L’Homme sera toujours un prédateur pour l’Homme, ne s’attaquant pas au plus faible, mais à celui qu’il jalouse, qui lui fait de l’ombre… Tout en se donnant moult justifications pour expliquer son geste.

— Il y a une différence : nous avons des raisons.
— C’est la même chose, dit-il durement. Cela nous rend-il meilleurs ? Pires, dirais-je. Les coyotes, du moins, ne se donnent pas d’excuses. Nous nous imaginons vivre d’une façon supérieure, mais comme eux nous continuons à chasser en bandes comme les loups, à nous terrer tels des lapins. Tous leurs plus vilains traits.
— Il y a une différence, dis-je. C’est nous qui soumettons les loups et les lapins.
— Vous parlez de pouvoir, dit-il amèrement.
— Sur vos loups, et sur les ours aussi.
— Oh ! Nous sommes intelligents, fit-il du même ton. Nous ne les soumettons que pour exercer notre pouvoir. Oui, nous avons su leur inspirer la crainte à tous, excepté à ces pauvres choses domestiquées que l’on a privées d’âme. Nous sommes les coqs des tas de fumier, les brutes de ce monde.
— Nous n’allons pas chasser le lapin ce soir, lui rappelai-je.
— Non, mais notre propre espèce. Un loup ne le ferait pas, pas même un coyote galeux. C’est ça que nous faisons maintenant, chasser notre propre espèce. Le gibier a cessé de nous exciter.

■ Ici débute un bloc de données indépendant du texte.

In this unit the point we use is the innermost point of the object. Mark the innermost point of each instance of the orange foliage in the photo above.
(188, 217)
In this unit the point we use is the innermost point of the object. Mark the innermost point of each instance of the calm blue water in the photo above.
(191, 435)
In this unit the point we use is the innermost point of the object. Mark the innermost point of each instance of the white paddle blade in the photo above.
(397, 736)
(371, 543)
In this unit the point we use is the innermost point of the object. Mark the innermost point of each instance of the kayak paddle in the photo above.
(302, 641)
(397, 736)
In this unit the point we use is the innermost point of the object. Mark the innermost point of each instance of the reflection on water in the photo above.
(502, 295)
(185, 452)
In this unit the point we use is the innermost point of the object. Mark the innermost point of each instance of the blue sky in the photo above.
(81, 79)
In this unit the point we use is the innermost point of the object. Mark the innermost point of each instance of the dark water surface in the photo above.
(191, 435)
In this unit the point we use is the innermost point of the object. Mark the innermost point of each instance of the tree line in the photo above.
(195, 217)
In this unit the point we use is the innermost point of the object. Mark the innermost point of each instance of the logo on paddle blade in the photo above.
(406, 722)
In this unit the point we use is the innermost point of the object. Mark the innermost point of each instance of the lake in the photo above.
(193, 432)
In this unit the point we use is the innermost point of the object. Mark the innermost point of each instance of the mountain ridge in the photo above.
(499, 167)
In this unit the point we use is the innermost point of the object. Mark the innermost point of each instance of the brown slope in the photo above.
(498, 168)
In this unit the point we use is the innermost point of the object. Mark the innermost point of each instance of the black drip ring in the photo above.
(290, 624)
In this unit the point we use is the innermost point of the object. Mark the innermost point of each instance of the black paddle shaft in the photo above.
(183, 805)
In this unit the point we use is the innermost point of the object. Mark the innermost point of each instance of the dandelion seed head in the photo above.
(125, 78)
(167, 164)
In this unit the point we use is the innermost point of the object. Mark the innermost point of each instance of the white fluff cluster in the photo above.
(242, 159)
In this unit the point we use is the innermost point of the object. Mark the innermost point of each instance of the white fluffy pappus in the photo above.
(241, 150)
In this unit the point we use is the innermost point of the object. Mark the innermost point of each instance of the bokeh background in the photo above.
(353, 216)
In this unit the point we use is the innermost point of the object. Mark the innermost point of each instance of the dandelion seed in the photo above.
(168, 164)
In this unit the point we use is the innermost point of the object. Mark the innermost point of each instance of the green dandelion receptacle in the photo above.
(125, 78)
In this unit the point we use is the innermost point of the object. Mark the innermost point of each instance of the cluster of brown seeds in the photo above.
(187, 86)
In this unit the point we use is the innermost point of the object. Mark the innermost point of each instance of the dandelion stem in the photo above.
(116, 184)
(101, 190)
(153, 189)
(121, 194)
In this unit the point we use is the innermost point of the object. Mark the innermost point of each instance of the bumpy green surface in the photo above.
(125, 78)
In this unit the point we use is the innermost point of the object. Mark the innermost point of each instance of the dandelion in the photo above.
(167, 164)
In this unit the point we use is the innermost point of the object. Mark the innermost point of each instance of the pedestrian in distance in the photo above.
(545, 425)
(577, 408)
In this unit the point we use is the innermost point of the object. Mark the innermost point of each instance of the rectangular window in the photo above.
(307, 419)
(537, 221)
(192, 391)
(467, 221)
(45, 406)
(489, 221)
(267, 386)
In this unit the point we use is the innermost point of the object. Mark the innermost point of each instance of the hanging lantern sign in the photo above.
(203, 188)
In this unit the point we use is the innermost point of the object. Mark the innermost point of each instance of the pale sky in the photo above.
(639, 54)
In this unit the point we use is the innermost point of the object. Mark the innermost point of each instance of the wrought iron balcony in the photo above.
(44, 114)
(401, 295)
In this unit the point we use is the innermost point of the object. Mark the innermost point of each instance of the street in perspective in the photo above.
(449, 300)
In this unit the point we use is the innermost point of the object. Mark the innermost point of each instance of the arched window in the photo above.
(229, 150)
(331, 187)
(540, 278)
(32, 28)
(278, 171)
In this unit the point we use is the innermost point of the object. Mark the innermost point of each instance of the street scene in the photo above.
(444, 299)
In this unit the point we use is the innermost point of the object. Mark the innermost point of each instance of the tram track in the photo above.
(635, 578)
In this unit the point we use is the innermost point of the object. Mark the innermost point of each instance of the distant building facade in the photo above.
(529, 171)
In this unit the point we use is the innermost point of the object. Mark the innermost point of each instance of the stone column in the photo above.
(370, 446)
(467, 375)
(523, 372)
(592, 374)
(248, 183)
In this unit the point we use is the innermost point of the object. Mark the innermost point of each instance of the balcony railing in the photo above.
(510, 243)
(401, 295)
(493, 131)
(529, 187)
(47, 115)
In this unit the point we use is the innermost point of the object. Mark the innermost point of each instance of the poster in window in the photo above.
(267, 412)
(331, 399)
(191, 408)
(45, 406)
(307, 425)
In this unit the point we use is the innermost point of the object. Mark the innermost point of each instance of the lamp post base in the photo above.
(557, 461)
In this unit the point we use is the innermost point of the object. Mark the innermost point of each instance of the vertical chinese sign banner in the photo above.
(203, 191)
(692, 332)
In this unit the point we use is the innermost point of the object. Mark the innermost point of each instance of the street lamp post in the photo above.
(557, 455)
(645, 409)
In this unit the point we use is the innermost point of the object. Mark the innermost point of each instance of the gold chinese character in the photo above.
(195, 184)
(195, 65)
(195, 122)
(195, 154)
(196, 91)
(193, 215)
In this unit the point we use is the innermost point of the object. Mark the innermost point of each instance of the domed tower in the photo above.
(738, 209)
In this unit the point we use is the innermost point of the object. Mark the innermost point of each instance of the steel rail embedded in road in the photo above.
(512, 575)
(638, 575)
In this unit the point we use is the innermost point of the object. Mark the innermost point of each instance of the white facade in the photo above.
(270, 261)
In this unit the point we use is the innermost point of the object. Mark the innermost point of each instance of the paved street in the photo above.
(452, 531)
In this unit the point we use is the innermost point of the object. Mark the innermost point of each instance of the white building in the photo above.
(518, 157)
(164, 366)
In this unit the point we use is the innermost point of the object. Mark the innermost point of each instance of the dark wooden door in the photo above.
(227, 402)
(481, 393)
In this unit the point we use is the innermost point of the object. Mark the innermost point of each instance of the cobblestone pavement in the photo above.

[…] Ce que chacun de nous désire le plus passionnément est la puissance. Si on osait, on laisserait tomber la meute. Mais on n’ose pas, alors on s’en sert, on la manipule pour qu’elle nous aide à perpétrer nos petits massacres. Nous nous sommes rendus maîtres des chevaux et du bétail. Maintenant il nous faut dominer notre prochain, faire de l’homme un animal domestique. Le tuer pour nous en nourrir. Et plus la meute est petite, plus la part de chacun est grande.

[…] Je vous dis qu’elles sont pires que des loups. Elles ne se débarrassent pas des impotentes, elles se débarrassent des meilleures. Elles s’associent pour faire tomber celles qui ne veulent pas se mêler à leurs sales ragots, celles qui ont plus de beauté, de charme, d’indépendance, de tout ce qu’elles n’ont pas. 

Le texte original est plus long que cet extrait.